В общих чертах ход всех этих событий не без труда можно установить по тексту рапорта, направленного позже вице-адмиралу сэру Ричарду Ламберту с различными приложениями, из материалов следственной комиссии, а так же по собственному донесению адмирала в Адмиралтейство. У историка же, в конце концов, создается впечатление, что расследование могло производиться тщательно, а свидетельские показания могли быть точными, однако многое осталось недоговоренным. Похоже, что отчаянная ситуация была разрешена благодаря достаточно удивительной случайности. Но не слишком ли она походила на промысел Божий, чтобы действительно быть случайностью? Мы можем предположить, что нет. Прилагаемая схема может прояснить, как ситуация представлялась офицерам «Славы».

Согласно официальному заключению, капитан Сойер в возбуждении наклонился к отверстию люка, выкрикивая команду капралу, который спускался по трапу на нижнюю пушечную палубу. При крене корабля он потерял равновесие, рухнул в люк и упал в трюм, получив при этом телесные повреждения, от которых уже так и не оправился. Из офицеров, которые больше всего желали бы смерти капитана, только один — Хорнблауэр — находился на верхней палубе, когда произошел этот несчастный случай. По общему признанию, его постоянно сопровождал Уэллард (волонтер 1-го класса), но этот самый мальчик был главной жертвой садистских наклонностей капитана и шесть раз за короткое время до этого подвергался беспощадной порке за воображаемые проступки. Даже если Хорнблауэр и помог капитану свалиться в люк, Уэллард, как свидетель, был слишком заинтересован молчать об этом. Конечно, не было доказательств, что Хорнблауэр присутствовал при несчастном случае. По его собственным словам, они с Уэллардом в это самое время шли в корму, выйдя из главного люка, и в темноте не видели, что именно произошло. Больше ни одного свидетеля не объявилось, и в этом не было ничего удивительного, так как все происходило ночью — предположительно, все — кроме вахтенных и непосредственных участников этих событий — спали. С некоторым облегчением мистер Бакленд объяснил падение капитана несчастным случаем и составил рапорт, подтверждающий это заключение — один из тех рапортов, которые начальники воспринимают с одобрением.

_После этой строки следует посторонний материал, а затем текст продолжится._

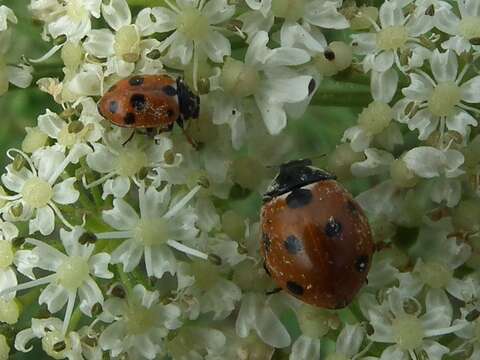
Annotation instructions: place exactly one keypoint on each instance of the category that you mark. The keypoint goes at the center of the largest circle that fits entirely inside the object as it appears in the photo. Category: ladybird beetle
(148, 102)
(316, 240)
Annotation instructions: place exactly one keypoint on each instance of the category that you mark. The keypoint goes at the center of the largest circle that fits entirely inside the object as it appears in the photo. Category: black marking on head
(136, 80)
(138, 102)
(299, 198)
(311, 86)
(266, 269)
(129, 119)
(113, 106)
(329, 54)
(333, 228)
(266, 242)
(169, 90)
(293, 244)
(188, 102)
(341, 304)
(294, 288)
(361, 264)
(293, 175)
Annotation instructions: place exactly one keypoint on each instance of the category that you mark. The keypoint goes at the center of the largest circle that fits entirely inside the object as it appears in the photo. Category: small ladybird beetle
(316, 241)
(148, 102)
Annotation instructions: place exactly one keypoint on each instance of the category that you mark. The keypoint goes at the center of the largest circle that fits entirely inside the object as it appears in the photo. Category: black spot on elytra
(299, 198)
(294, 288)
(361, 264)
(311, 86)
(266, 242)
(293, 244)
(138, 102)
(113, 106)
(129, 118)
(329, 55)
(266, 269)
(333, 227)
(352, 207)
(169, 90)
(136, 80)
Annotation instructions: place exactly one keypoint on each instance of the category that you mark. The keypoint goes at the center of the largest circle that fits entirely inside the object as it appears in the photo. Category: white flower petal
(129, 253)
(54, 296)
(100, 43)
(65, 193)
(44, 221)
(122, 216)
(305, 348)
(324, 14)
(116, 14)
(216, 46)
(89, 294)
(444, 66)
(471, 90)
(384, 85)
(218, 11)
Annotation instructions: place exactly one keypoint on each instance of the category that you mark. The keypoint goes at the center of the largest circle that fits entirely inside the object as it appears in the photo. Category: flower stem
(347, 94)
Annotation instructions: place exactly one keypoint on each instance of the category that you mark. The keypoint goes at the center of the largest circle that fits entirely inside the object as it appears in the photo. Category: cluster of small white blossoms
(149, 249)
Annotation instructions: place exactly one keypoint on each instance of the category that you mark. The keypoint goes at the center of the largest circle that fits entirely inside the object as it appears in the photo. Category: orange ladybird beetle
(149, 102)
(316, 240)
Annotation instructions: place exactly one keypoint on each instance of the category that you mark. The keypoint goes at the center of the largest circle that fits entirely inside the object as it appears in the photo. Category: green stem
(345, 94)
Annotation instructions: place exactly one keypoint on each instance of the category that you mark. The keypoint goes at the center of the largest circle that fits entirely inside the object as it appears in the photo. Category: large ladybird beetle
(149, 102)
(316, 240)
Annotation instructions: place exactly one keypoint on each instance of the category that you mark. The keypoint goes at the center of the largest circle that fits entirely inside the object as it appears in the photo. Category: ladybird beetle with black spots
(316, 240)
(149, 102)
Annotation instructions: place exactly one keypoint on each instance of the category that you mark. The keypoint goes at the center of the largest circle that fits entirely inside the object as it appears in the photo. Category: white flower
(37, 188)
(429, 162)
(73, 274)
(125, 46)
(440, 256)
(139, 324)
(348, 345)
(265, 76)
(465, 30)
(195, 25)
(399, 321)
(193, 341)
(164, 223)
(120, 162)
(319, 13)
(86, 129)
(6, 15)
(395, 34)
(376, 162)
(256, 314)
(210, 287)
(440, 103)
(375, 121)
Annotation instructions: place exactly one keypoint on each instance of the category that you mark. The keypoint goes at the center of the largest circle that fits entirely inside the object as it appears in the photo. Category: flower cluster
(148, 248)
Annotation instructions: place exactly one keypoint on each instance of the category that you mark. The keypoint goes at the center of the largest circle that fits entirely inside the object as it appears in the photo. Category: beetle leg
(130, 137)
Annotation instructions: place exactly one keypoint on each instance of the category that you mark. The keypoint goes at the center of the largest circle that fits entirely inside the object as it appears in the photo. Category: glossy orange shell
(146, 101)
(317, 244)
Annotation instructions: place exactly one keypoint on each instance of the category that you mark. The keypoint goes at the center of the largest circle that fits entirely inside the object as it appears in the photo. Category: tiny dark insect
(317, 244)
(150, 102)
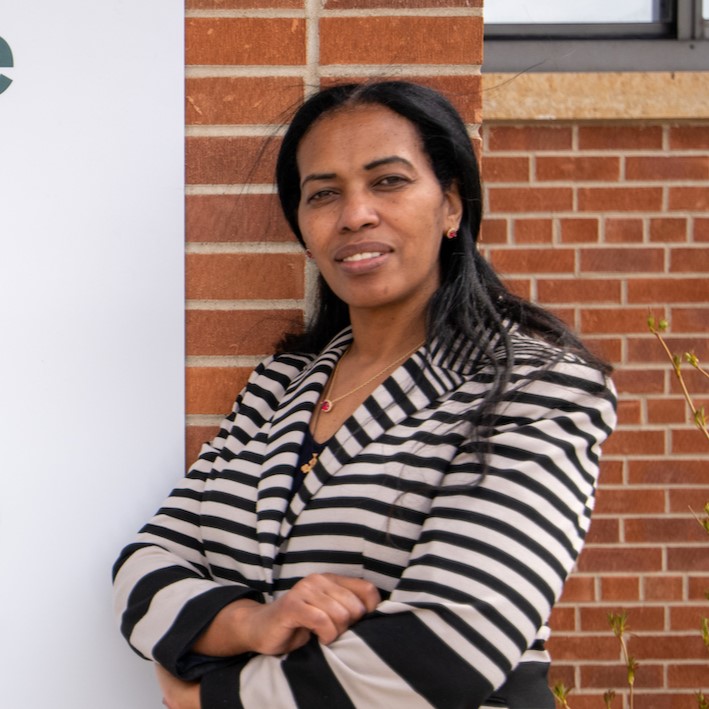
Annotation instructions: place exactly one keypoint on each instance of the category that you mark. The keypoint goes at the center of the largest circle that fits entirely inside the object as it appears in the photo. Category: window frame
(680, 45)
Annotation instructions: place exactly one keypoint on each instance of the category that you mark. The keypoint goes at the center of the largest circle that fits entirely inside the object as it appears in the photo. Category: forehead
(356, 136)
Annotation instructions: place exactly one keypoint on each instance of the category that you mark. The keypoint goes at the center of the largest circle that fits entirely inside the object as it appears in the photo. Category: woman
(390, 511)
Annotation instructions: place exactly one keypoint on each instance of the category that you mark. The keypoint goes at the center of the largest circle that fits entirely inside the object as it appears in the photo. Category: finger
(366, 592)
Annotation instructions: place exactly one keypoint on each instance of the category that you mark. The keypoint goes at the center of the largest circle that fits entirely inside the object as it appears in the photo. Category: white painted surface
(91, 323)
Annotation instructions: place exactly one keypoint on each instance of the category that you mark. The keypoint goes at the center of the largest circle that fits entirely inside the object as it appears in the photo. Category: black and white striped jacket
(468, 569)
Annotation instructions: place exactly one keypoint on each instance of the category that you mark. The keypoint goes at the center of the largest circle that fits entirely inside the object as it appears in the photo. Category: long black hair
(470, 295)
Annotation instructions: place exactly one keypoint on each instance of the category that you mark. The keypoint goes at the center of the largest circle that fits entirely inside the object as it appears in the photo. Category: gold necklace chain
(328, 404)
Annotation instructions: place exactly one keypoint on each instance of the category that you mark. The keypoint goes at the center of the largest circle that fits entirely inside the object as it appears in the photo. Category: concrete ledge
(596, 96)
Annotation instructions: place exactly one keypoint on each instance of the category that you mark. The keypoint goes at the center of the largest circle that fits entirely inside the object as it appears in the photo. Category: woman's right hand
(324, 605)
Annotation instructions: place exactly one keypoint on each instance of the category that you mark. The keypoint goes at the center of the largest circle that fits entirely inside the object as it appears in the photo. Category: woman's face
(371, 210)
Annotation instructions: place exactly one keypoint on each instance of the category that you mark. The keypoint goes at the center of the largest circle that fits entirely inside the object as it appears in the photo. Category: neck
(380, 336)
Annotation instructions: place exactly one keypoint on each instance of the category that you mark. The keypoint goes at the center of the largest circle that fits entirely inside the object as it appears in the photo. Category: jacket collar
(426, 376)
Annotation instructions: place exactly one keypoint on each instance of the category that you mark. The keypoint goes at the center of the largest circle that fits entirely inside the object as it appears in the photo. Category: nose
(357, 212)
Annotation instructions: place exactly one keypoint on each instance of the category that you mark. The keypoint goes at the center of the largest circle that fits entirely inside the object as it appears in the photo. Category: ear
(454, 206)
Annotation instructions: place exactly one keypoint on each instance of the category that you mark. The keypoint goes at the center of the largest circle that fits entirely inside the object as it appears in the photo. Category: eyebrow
(369, 166)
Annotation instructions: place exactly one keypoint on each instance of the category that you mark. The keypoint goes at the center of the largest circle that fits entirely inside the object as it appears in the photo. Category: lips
(352, 253)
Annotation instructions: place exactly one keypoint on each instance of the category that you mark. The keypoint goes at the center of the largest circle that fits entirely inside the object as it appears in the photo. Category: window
(596, 35)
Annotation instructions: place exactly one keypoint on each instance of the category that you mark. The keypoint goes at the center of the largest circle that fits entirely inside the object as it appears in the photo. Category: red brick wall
(603, 223)
(600, 222)
(248, 63)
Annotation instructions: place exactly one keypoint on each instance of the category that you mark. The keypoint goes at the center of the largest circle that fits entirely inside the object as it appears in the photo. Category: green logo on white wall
(5, 62)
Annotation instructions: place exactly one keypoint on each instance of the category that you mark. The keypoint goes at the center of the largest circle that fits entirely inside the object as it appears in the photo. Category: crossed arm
(323, 605)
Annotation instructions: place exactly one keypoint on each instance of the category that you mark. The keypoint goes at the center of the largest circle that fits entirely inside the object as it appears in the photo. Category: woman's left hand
(176, 693)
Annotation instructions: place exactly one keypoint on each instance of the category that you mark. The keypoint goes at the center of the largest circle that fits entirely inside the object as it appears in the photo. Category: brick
(689, 198)
(620, 137)
(614, 588)
(244, 276)
(533, 138)
(696, 382)
(616, 320)
(604, 531)
(623, 591)
(607, 348)
(241, 100)
(660, 531)
(625, 559)
(578, 169)
(688, 441)
(598, 647)
(533, 260)
(688, 675)
(244, 41)
(615, 676)
(398, 4)
(236, 218)
(668, 229)
(673, 167)
(629, 441)
(579, 231)
(238, 332)
(687, 617)
(401, 40)
(691, 501)
(579, 588)
(228, 161)
(494, 231)
(566, 315)
(669, 647)
(619, 231)
(195, 437)
(639, 381)
(614, 501)
(629, 412)
(697, 587)
(628, 259)
(243, 4)
(667, 471)
(690, 260)
(561, 673)
(689, 137)
(563, 618)
(502, 169)
(533, 231)
(520, 286)
(666, 410)
(662, 588)
(701, 230)
(530, 199)
(647, 349)
(212, 390)
(620, 199)
(579, 290)
(690, 319)
(667, 290)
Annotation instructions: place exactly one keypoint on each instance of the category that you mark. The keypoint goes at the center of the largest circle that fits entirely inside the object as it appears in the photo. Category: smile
(362, 256)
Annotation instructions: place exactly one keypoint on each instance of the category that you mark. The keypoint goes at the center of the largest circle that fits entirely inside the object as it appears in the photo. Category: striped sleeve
(164, 592)
(482, 578)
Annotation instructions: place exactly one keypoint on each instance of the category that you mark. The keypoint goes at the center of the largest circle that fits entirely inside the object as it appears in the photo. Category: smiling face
(371, 209)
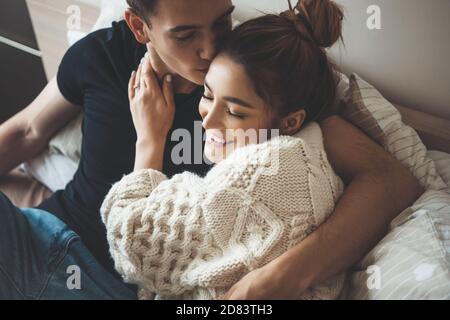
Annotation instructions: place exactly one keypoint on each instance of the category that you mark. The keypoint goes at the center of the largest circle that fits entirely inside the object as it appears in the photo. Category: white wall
(407, 60)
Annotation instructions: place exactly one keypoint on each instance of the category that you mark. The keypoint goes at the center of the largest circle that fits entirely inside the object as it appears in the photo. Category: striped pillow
(413, 261)
(367, 109)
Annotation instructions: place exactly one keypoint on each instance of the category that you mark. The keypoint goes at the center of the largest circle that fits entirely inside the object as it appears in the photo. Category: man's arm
(378, 189)
(27, 133)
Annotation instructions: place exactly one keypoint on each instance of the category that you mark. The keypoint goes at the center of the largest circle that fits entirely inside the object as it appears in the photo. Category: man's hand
(152, 107)
(271, 282)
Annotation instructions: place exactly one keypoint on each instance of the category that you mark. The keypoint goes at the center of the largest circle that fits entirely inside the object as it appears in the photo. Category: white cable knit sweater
(194, 238)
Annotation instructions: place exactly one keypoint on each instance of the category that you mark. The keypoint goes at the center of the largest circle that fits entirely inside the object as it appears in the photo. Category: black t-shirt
(94, 74)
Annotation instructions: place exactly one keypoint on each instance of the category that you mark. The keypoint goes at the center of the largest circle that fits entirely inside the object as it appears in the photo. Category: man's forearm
(16, 146)
(360, 220)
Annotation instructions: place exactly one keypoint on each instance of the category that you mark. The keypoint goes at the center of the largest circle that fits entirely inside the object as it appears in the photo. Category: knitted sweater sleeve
(153, 227)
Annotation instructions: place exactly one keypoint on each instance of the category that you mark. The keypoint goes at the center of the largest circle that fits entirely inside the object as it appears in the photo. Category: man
(181, 37)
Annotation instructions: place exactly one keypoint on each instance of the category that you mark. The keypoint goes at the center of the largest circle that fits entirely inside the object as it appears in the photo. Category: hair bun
(322, 19)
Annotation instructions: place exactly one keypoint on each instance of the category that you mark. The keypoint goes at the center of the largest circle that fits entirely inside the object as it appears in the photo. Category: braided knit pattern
(193, 238)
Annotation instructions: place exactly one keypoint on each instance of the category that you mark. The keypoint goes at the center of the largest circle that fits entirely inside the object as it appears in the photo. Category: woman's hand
(152, 107)
(153, 111)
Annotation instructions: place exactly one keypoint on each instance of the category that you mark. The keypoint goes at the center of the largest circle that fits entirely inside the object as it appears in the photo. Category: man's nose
(208, 49)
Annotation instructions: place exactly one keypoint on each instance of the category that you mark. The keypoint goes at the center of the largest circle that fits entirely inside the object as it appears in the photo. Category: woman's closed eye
(229, 111)
(187, 37)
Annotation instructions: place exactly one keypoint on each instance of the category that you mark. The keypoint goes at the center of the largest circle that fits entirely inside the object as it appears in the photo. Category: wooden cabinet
(50, 21)
(33, 40)
(22, 75)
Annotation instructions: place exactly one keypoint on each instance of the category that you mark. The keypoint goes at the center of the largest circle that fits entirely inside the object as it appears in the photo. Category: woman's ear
(137, 26)
(292, 123)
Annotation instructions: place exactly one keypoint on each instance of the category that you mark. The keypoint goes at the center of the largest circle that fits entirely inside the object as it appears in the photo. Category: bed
(413, 260)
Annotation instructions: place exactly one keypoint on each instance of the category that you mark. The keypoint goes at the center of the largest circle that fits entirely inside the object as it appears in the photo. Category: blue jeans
(41, 258)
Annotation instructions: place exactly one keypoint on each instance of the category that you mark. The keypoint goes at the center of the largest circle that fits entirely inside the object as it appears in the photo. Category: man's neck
(180, 85)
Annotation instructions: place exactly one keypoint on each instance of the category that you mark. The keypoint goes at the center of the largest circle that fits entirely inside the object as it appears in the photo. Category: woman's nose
(211, 118)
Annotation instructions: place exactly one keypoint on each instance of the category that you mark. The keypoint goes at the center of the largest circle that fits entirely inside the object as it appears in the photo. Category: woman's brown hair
(143, 8)
(284, 56)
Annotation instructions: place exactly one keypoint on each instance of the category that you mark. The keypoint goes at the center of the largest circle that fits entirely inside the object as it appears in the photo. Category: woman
(48, 248)
(192, 237)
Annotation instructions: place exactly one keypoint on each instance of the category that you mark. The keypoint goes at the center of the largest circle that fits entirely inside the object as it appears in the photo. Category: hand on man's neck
(180, 85)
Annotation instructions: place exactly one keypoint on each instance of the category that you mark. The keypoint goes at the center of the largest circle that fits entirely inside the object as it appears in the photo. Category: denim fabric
(41, 258)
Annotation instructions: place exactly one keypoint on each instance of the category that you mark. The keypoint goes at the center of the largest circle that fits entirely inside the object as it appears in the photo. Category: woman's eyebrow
(238, 101)
(181, 28)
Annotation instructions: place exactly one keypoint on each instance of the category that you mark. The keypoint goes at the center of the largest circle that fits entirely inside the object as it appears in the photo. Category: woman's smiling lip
(217, 141)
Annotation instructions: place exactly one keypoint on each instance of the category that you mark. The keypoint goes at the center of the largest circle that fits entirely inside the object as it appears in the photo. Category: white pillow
(367, 109)
(442, 161)
(413, 261)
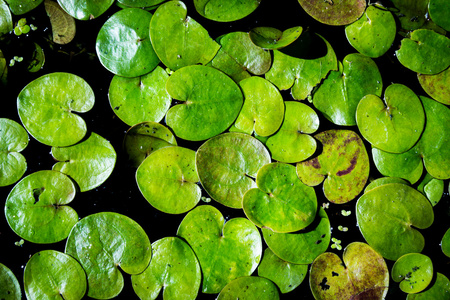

Приняв временное командование, мистер Бакленд прочел открытые ранее Сойером приказы и изменил курс в направлении бухты Шотландца. Прибыв туда днем 18 августа, он подготовил корабль к бою и обстрелял мыс Самана. В вершине бухты на якоре стояли каперские суда, однако они находились под защитой форта на мысу и батареи на противоположной стороне бухты, которые держали фарватер под перекрестным огнем. Бакленд ввел «Славу» в бухту, но случайно посадил ее на мель, превратив линейный корабль в мишень для пушек, стреляющих раскаленными ядрами. Поскольку это произошло во время набирающего силу прилива, представлялось возможным сойти с мели, заведя якорь с кормы и затем выбирая якорный канат. В конце концов это удалось, корабль отверповали из бухты и вывели из-под огня. Тем не менее, девять человек было убито, включая мистера Робертса, двадцать ранено, а корабль получил повреждения. Положение осложнялось еще и тем, что капитан Сойер все еще был жив. После своего падения в люк он окончательно сошел с ума и представлял собой беспомощное и жалкое существо, испуганное и одинокое, истерзанное беспричинным страхом и бесконечными приступами мании преследования. Однако, по словам корабельного врача, оставалось фактом, что капитан мог пойти на поправку, превратившись в еще более жуткого маньяка и поставить своих лейтенантов перед трибуналом, состоящим из старших офицеров. Бакленду в этом случае пришлось бы обосновывать свое решение о принятии командования вместо капитана. Более того, он и все остальные могли быть обвинены Сойером в мятеже, в неподчинении приказам, в подрыве дисциплины. В этом случае они были бы счастливы отделаться увольнением со службы — многие попали в тюрьму или даже были повешены за меньшие проступки. Успех в выполнении приказов, отданных Сойеру, означал бы меньшую вероятность того, что адмирал уделит слишком пристальное внимание тем обстоятельствам, при которых Бакленд принял командование. Неудача вызовет гораздо больше неприятных вопросов, на которые придется отвечать — а пока неудача было единственное, чего Бакленду удалось достичь. Его ошибкой, как он уже понял, была попытка прорваться в бухту Самана при свете дня. Если бы «Слава» приблизилась к берегу в темноте и высадила десант на рассвете, форт мог бы быть захвачен прежде, чем испанцы успели бы проснуться. Но теперь весь эффект от внезапности нападения казался безнадежно утраченным.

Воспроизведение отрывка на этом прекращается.